In a groundbreaking study, researchers at the University of Utah have engineered fruit flies that voluntarily consume cocaine, creating the first fly model for cocaine addiction. Typically, flies avoid the drug due to its bitter taste, but by disabling their bitter-sensing receptors, scientists encouraged addictive behavior within just 16 hours of exposure. This model represents a significant advancement in rapidly testing the genetic and neurological mechanisms behind cocaine use disorder.
Because fruit flies share many addiction-related genes with humans, this research could greatly accelerate the discovery of effective treatments. The development is particularly timely, given the growing concern over cocaine use disorder, which affects approximately 1.5 million people in the United States alone.

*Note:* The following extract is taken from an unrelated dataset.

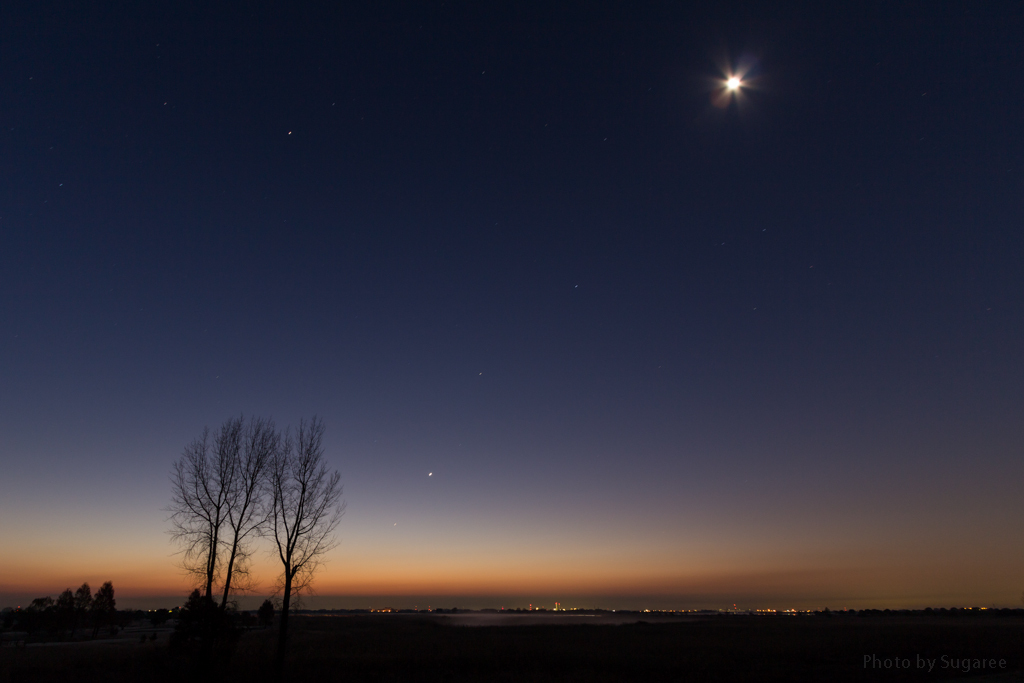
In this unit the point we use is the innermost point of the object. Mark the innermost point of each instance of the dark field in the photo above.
(399, 647)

Engineering Addiction in Flies
For the first time, researchers have created genetically modified fruit flies that can become addicted to cocaine. The flies will self-administer cocaine if given the option, mimicking addictive behavior observed in humans. The dosage was crucial—flies would only voluntarily consume cocaine at low concentrations—but they developed a preference remarkably quickly, within 16 hours of first exposure.
The new model could prove immensely valuable for the development of new therapies to prevent and treat cocaine use disorder. Heredity strongly impacts the risk of developing cocaine use disorder, but the large number of genes implicated in addiction risk has made it difficult to determine which might be the best targets for therapeutics.
Understanding the Bitter Barrier
Flies and humans react to cocaine in remarkably similar ways, says Adrian Rothenfluh, PhD, associate professor of psychiatry at the University of Utah and the senior author of the study. “At low doses, they start running around, just like people,” Rothenfluh explains. “At very high doses, they get incapacitated, which is also true in people.”
However, there is a significant difference between flies and humans: flies do not like cocaine due to its bitter taste. Travis Philyaw, PhD, first author on the paper, suspected that the answer might lie in the flies’ sense of taste. “Insects are evolutionarily primed to avoid plant toxins, and cocaine is a plant toxin,” says Philyaw. By muting the activity of bitter-sensing nerves, the researchers enabled the flies to develop a preference for cocaine-laced sugar water.
Implications for Human Addiction Research
The researchers believe that this model will help them understand addiction in humans. Now that scientists can study the process in fruit flies, the pipeline to new discoveries can be greatly accelerated. “We can scale research so quickly in flies,” Philyaw notes. “We can identify risk genes that might be difficult to uncover in more complex organisms, and then we pass that information to researchers who work with mammalian models.”
Rothenfluh agrees: “We can really start to understand the mechanisms of cocaine choice, and the more you understand about the mechanism, the more you have a chance to find a therapeutic that might act on that mechanism.”
From Basic Science to Breakthroughs
Beyond specific searches for therapeutics, Rothenfluh emphasizes the broader impacts of basic research into the mechanisms of how the human mind—and the fruit fly mind—work. “Just trying to understand the simple little fly brain can give us insights that you cannot anticipate,” he says. “Basic science is important, and you never know what exciting things you might find that turn out to be impactful for understanding the human condition.”
This research, published in the Journal of Neuroscience, is titled “Bitter sensing protects Drosophila from developing experience-dependent cocaine consumption preference.” The work was funded by the Huntsman Mental Health Institute, the University of Utah Molecular Medicine Program, and the National Institutes of Health.
“Bitter sensing protects Drosophila from developing experience-dependent cocaine consumption preference” by Adrian Rothenfluh et al. Journal of Neuroscience
The study underscores the potential of using simple organisms like fruit flies to unravel the complexities of addiction, offering hope for new treatments in the future.